Classics Review: “Manila in the Claws of Light” is a timeless tale of working-class hell


Courtesy of Criterion

Ver Lumod

Lino Brocka’s seminal 1975 masterpiece “Manila in the Claws of Light” offers a realistic look on the titular city while also providing a universal story on life and death in the metropolis.

The film centers on Julio, played by Rafael “Bembol” Roco, Jr., a young fisherman from the country who ventures into Manila in search of his sweetheart Ligaya, played by Hilda Koronel. She had been lured into prostitution disguised as the promise of a better life and education in the city, and now Julio is determined to bring her out of Manila and the hellhole it represents. But first, Julio has to work through a grossly underpaid job as a construction worker if he has to financially make it in the city, and his brief travails into gay prostitution do not help matters.

Based on the novel of the same name from Edgardo Reyes, “Manila in the Claws of Light” owes its distinct brand of cinema verite to Italy’s postwar neorealist cinema of De Sica’s contemporaries. Cinematographer Mike de Leon, who also produced the film, emphasizes the hustle and bustle of the city, with several panoramic shots and deep focus compositions that do not bother to look away from the scrappiness of the streets as well as the people in it. A diversion from the concrete mess of Manila are the quick flashback scenes from the province where Julio and Ligaya used to live, evoking a sense of nostalgia with its diverse color palette that evokes the beauty of nature. Additionally, the tension of the city is also accompanied by the equally restless soundtrack of city chatter and melodramatic strains.

However, where De Sica ends “Bicycle Thieves” on a hopeful note, Brocka’s film does not. It plays like a scene out of “Dante’s Inferno,” only this time, the ever imposing metropolis that is Manila pays no heed to the struggles of its otherwise hopeful occupants and sends them to their fiery despair. Julio gradually finds himself disillusioned in his quest for Ligaya, and by the film’s final frames has his glimmer of hope erased by a newfound bitterness.

But it’s not always doom and gloom in Brocka’s world. In Julio’s construction gig, he finds solidarity in fellow workers who treat him as an equal and share their frustrations with their unfair boss, who pockets about a third of their salary every payday. One of them, Atong, takes Julio into his simple home in the cramped and dirty slums of the city. This sense of brotherhood comes out of the burdening weight of social inequality caused by capitalism, with Brocka providing a social commentary in the context of the Philippines being in a state of instability since President Ferdinand Marcos had declared martial law three years prior.

The indelible image of Julio standing by the signpost at the corner of Ongpin and Misericordia Streets, where he tracks down Ligaya to the Binondo district, is one of several symbols in a film rife with such symbolisms. Ongpin refers to Roman Ongpin, a longtime resistance fighter from Philippine history, while Misericordia means pity. Julio finds himself in this intersection of pity and revolt several times throughout the film, signifying his limbo on what to do when he eventually reconnects with Ligaya. Will he take pity on himself and his lover, or will he resort to rebellion to break free of the suffocating cycle that Manila represents?

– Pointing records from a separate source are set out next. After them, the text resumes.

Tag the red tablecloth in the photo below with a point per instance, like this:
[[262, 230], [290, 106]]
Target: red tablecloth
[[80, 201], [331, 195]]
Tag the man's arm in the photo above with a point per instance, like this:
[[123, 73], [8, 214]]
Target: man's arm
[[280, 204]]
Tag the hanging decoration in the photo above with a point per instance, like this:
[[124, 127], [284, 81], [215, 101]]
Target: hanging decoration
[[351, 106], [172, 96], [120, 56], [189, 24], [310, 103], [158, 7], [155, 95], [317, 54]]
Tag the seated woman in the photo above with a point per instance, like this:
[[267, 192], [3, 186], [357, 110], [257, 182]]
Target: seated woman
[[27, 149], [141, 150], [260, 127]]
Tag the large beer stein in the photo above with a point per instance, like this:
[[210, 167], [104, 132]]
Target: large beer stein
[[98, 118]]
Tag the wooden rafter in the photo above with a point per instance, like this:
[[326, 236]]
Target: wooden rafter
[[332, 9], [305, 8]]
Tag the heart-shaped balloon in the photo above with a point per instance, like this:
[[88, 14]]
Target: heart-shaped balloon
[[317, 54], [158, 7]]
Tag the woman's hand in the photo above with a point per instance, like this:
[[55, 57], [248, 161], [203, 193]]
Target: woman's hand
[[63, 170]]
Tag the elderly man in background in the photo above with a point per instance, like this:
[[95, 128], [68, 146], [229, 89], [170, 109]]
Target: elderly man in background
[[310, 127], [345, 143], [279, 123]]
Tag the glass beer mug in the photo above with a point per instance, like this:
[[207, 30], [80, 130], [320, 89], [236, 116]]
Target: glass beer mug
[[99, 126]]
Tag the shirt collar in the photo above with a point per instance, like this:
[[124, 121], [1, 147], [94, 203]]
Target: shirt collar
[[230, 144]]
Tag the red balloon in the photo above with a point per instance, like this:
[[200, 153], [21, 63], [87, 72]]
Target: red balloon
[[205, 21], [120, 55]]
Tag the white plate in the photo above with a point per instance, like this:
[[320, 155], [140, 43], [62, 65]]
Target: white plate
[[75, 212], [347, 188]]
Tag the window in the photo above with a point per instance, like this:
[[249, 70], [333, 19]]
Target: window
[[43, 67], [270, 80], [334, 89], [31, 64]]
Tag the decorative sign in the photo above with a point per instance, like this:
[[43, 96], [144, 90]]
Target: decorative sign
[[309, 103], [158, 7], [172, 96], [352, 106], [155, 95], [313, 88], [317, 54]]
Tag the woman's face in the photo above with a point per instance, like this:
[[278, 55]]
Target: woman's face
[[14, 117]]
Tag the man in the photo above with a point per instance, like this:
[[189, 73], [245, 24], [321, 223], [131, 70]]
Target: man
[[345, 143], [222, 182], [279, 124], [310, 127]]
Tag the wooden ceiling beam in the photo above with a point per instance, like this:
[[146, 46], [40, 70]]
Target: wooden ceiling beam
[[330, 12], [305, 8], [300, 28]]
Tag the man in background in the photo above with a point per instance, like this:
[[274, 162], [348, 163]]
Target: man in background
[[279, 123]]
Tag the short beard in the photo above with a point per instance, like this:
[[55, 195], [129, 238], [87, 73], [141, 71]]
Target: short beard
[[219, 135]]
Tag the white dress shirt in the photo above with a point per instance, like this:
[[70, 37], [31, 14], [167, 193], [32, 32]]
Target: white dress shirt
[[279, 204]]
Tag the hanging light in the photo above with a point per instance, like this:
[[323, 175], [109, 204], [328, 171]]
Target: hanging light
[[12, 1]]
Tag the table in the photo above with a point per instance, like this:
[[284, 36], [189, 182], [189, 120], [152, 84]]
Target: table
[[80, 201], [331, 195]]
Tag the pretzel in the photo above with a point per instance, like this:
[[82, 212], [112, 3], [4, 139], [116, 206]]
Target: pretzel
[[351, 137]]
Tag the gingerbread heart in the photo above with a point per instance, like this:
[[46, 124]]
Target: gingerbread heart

“Manila in the Claws of Light” is not without risks, however. There have been whispers of Chinese racism in the film, from the unflattering depiction of the city’s Chinatown as a hotbed of prostitution to the character of Ah Tek, played by Tommy Yap, who has a role in Ligaya’s descent into the sex trade. Another point of contention is the subplot of Julio’s foray into gay prostitution, not in the novel but which Brocka added to Clodualdo del Mundo’s script. While deemed unnecessary by some, it can be argued that it is a clever and indispensable way to place Julio through the ordeal that his lover Ligaya had to go through in the same trade.

Owing to its title, the film explores the fatality of being drawn to the light. Julio searches for Ligaya, the “joy” and the light of his life, but finds himself ruined in the process. He ventures into the city, the light that supposedly brings financial stability, and faces disillusionment instead. The film’s last act hammers home this realization, making “Manila in the Claws of Light” Brocka’s magnum opus in Philippine cinema and cementing its reputation as one of the greatest films in the world.